2003 budget gives Army about $10 billion more
by Joe Burlas
WASHINGTON (Army News Service, Feb. 5, 2002) -- The president's budget for 2003 proposes giving the Army $91 billion, $9.9 billion more than authorized for the current fiscal year.
The requested budget reflects a balanced base program that supports the Army Vision and Transformation while ensuring warfighting readiness and force protection, according to Army leaders.
The Army budget -- along with the budgets for the other services -- was released for public review Feb. 4. The Senate Armed Services Committee is holding hearings on the proposed Department of Defense budget this week. If approved, it will be the largest DoD budget since the military buildup in the early 1980s.
"We want a force that sees first, understands first and acts decisively first," said Maj. Gen. Jerry L. Sinn, director of the Army Budget. "This budget funds a third (Interim Brigade Combat Team) while increasing our funding for research efforts toward fielding the Objective Force this decade."
In last year's Defense Authorization Act, Congress approved funding for the fielding of the first two IBCTs -- the Army's near-term solution to improve deployment and warfighting capabilities over current Legacy Force systems before fielding its future Objective Force.
Significant increases in research funding will be applied to mature programs near breakthroughs, Sinn said. Some of those development programs are the Comanche helicopter, Crusader self-propelled howitzer and Shadow Tactical Unmanned Aerial Vehicle.
While the Army works toward developing and fielding future combat systems, the 2003 budget will also help ease the strain of aging combat systems -- some of them more than 20 years old -- by recapitalizing 17 systems in selected units. Those Legacy Force systems include the AH-64 Apache, UH-60 Black Hawk and CH-47 Chinook helicopters; M-1 Abrams tank; and M-2 Bradley fighting vehicle. The cost to upgrade these systems and "bring them down to zero miles, zero hours" is significant, so initial triage efforts will focus on systems within III Corps units, primarily located at Forts Bliss and Hood, Texas, Sinn said.
A 20-percent increase in the Army's Operation and Maintenance account over last year includes funding for ongoing operations in Bosnia and Kosovo for the first time. In the past, each service paid for contingency operations by delaying or moving funds around for other O&M programs until Congress approved a supplemental budget later in a given fiscal year.
Funding for Operations Enduring Freedom and Noble Eagle -- with about 12,000 soldier deployed in the Central Command area of operations and 24,000 mobilized Reserve and National Guard troops -- is costing the Army approximately $365 million a month, Sinn said. That cost is primarily covered by an approved Defense Emergency Restoration Fund.

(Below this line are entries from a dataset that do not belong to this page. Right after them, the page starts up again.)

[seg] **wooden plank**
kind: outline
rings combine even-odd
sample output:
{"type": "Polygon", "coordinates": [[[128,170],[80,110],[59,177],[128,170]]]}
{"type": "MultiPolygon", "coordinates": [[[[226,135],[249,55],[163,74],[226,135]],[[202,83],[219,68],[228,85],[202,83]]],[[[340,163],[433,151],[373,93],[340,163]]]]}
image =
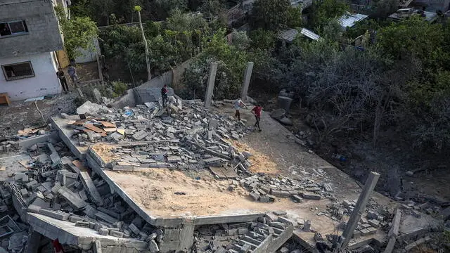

The O&M increase also funds about a third of identified base operations antiterrorism and force protection needs. Between the USS Cole terrorist incident last year and the Sept. 11 attacks, Army installations were ordered to limit installation access and increase force protection measures without any additional funding to implement the requirements. The Army again will use triage measures to fund the most pressing needs first and plans to fund all installation antiterrorism/force protection needs over the next three years, Sinn said.
"Given Sept. 11, the days of open posts are over," Sinn said.
While military construction and family housing funding remains even with last year's authorization of $1.6 billion, the real effect is the Army is actually coming out ahead given the maturing Residential Communities Initiative program, Sinn said.
RCI promotes partnerships with industry to lease Army land to renovate, maintain and manage all family housing operations, as well as build addition quarters as needed. The companies get the tenant soldiers' basic housing allowances. As the civilian-partner companies fund family housing construction, renovation and maintenance, the Army can use its construction and family housing funds overseas and at other installations where RCI hasn't been fully implemented, Sinn said.
On the people side of the house, the budget funds a 4.1-percent pay increase for all soldiers and allows a targeted pay raise of up to an additional 2.4 percent in selected pay grades. While the specifics have not been fully worked out, Sinn said, the targeted pay raise will likely be directed to sergeants through sergeants major, warrant officers, captains and majors. The budget supports a 2.1-percent pay raise for Department of the Army civilians.